Experimental Features

  • KubeState Plugin: Added an experimental option to replace the kube-state-metrics subchart with an embedded Alloy plugin for Kubernetes state metrics collection. Enable with components.agent.kubeState.enabled: true in clustered mode.

Build and Infrastructure

  • Go version updated to 1.25.7
  • Base image updated to latest distroless/static-debian12
  • Updated copyright year to 2026
  • Numerous dependency updates (Prometheus, Kubernetes client libraries, etc.)

Upgrade Steps

To upgrade to version 1.2.10, run the following command:

helm upgrade --install <RELEASE_NAME> cloudzero/cloudzero-agent -n <NAMESPACE> --create-namespace -f configuration.example.yaml --version 1.2.10

v1.2.9

25 Nov 17:09

Choose a tag to compare

1.2.9 (2025-11-25)

Release 1.2.9 focuses on quality, scalability, configurability, and consistency. It includes significant improvements to the organization and configurability of the Helm chart, Prometheus 3.x support (with 2.x support preserved for now), an HPA for the webhook server, as well as some early previews of experimental functionality we hope to stabilize over the next few releases.

Key Improvements

  • Prometheus 3.x Support: Upgraded default Prometheus version from 2.55.1 to 3.7.3 with automatic backward compatibility. The chart detects Prometheus version and uses the appropriate agent mode flag (--agent for 3.x, --enable-feature=agent for 2.x). Customers using custom Prometheus 2.x images will continue to work without changes.
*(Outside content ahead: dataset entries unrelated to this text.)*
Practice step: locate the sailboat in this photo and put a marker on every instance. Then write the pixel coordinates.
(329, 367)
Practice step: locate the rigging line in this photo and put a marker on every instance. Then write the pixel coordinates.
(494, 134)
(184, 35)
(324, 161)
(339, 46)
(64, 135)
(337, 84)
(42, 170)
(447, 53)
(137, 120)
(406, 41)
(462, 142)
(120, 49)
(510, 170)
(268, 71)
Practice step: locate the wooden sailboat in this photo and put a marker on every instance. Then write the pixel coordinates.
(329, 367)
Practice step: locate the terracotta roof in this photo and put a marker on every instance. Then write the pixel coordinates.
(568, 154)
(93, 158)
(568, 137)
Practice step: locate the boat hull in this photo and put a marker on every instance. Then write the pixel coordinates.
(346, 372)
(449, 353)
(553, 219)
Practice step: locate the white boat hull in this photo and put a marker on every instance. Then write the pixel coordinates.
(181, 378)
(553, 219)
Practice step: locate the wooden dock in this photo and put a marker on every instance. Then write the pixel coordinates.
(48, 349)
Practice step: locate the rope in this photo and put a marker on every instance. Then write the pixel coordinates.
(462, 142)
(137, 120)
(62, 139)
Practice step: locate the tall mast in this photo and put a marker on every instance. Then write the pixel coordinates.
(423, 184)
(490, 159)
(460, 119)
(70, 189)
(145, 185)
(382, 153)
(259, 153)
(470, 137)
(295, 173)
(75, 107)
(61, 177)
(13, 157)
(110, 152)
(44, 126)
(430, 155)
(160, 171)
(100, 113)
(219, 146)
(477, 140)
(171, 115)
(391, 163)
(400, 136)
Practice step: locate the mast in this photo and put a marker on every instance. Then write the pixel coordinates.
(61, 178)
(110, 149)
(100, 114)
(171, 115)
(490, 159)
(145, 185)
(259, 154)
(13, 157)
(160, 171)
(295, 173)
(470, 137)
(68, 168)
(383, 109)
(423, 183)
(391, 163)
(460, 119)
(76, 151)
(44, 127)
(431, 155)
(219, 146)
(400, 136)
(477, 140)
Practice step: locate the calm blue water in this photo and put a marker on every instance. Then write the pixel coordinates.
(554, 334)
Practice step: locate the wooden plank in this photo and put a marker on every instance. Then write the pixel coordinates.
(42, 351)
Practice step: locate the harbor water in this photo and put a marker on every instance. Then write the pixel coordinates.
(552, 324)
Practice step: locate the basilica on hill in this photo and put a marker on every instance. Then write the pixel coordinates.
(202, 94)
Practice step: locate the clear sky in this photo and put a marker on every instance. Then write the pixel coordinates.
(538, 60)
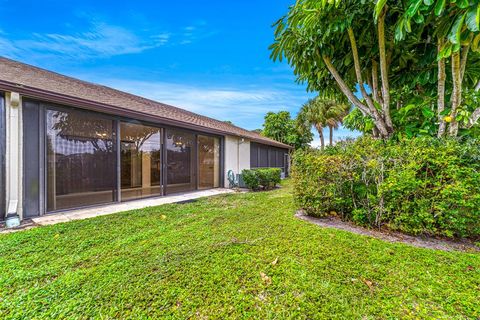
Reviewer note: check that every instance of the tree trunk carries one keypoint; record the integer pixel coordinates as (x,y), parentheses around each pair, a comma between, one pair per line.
(384,71)
(379,122)
(456,93)
(331,135)
(376,94)
(322,139)
(464,58)
(441,92)
(358,71)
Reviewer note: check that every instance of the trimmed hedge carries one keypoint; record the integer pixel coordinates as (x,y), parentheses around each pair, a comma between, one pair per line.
(418,186)
(261,178)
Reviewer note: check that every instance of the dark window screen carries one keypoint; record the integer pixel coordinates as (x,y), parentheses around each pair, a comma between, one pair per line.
(180,161)
(272,158)
(31,156)
(81,160)
(263,156)
(253,155)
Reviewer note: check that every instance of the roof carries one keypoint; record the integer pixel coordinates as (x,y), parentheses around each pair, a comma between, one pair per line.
(40,83)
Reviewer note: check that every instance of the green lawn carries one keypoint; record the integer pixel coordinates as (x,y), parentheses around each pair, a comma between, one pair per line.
(206,259)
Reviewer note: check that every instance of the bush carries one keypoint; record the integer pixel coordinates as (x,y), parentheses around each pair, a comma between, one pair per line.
(261,178)
(418,186)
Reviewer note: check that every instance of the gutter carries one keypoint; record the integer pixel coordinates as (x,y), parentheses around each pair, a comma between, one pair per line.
(35,93)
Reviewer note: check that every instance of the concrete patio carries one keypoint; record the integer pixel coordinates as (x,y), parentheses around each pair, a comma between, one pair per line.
(96,211)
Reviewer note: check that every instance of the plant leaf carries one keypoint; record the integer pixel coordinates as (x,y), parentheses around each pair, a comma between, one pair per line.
(379,7)
(473,18)
(412,10)
(439,7)
(455,33)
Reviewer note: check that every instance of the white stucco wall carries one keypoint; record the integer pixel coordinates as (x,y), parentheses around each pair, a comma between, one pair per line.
(237,155)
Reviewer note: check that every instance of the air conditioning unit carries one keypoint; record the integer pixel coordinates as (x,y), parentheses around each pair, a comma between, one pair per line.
(241,183)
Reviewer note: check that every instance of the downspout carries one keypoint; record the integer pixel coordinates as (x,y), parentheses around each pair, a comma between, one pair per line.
(13,160)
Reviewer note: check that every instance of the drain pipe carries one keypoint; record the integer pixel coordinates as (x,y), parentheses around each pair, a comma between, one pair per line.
(13,158)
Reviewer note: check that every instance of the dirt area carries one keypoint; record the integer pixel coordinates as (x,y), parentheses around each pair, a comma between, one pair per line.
(392,236)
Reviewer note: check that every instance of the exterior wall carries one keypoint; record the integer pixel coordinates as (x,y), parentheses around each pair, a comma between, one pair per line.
(237,155)
(25,158)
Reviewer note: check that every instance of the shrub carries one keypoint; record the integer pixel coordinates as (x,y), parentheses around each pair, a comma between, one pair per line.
(418,186)
(261,178)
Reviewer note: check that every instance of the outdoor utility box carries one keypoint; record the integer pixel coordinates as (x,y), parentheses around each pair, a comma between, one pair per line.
(241,183)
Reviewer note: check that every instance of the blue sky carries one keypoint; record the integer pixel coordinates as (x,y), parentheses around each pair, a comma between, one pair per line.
(210,57)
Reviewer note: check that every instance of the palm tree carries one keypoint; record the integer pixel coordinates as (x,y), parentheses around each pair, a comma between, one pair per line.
(310,115)
(334,112)
(322,112)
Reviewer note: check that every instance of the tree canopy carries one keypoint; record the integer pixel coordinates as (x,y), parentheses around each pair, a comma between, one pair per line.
(281,127)
(414,63)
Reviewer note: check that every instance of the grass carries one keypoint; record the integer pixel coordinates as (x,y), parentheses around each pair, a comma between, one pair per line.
(231,256)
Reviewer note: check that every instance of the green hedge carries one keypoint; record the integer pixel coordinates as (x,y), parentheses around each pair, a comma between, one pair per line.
(261,178)
(418,186)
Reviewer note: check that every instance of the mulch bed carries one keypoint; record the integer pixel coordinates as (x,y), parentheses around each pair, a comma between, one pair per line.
(393,236)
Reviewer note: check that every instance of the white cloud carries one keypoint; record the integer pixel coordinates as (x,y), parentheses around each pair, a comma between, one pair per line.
(244,106)
(100,40)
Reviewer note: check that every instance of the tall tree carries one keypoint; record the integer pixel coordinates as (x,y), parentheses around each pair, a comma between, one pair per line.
(322,112)
(411,60)
(281,127)
(339,43)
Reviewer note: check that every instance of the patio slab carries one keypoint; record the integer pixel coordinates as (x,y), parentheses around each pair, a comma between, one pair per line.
(86,213)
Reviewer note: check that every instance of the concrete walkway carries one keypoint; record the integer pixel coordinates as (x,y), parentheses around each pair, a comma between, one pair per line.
(124,206)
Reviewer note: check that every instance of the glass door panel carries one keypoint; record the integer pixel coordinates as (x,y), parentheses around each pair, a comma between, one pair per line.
(80,159)
(180,161)
(208,162)
(140,161)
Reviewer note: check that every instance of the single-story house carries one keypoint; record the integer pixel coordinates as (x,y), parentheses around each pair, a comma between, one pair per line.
(67,143)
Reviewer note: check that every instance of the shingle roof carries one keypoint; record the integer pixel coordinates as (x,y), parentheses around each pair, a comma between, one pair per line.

  • Webhook Server Autoscaling: Added Horizontal Pod Autoscaler support for the webhook server, enabling automatic scaling based on CPU and memory utilization. Enable with insightsController.autoscaling.enabled: true.

Configuration Improvements

  • Unified Label/Annotation System: Refactored label and annotation generation with new generateLabels and generateAnnotations helpers. Labels now follow Kubernetes recommended practices with app.kubernetes.io/name for component identity and app.kubernetes.io/part-of: cloudzero-agent for chart membership.

  • Component-Specific Metadata: Added support for component-specific labels, annotations, podLabels, and podAnnotations across all workload types, providing fine-grained control over Kubernetes metadata.

  • Centralized Resource Names: Implemented unified resource naming pattern ({release-name}-cz-{component}) across all Kubernetes resources, improving consistency and enabling programmatic name reconstruction.

  • Unified Mode Configuration: New components.agent.mode property consolidates deployment mode selection with values: agent, server, federated, and clustered. Legacy properties continue to work with automatic derivation.

  • Cohesive Replicas System: New defaults.replicas property provides global default with mode-specific constraints.

  • Persistent Volume Strategy: Changed deployment strategy to Recreate when persistent volumes are enabled, preventing volume mount conflicts during rolling updates.

Reliability Improvements

  • Subchart Isolation: Excluded .global sections from configuration checksum calculation, preventing unnecessary pod restarts when parent chart globals change in subchart deployments.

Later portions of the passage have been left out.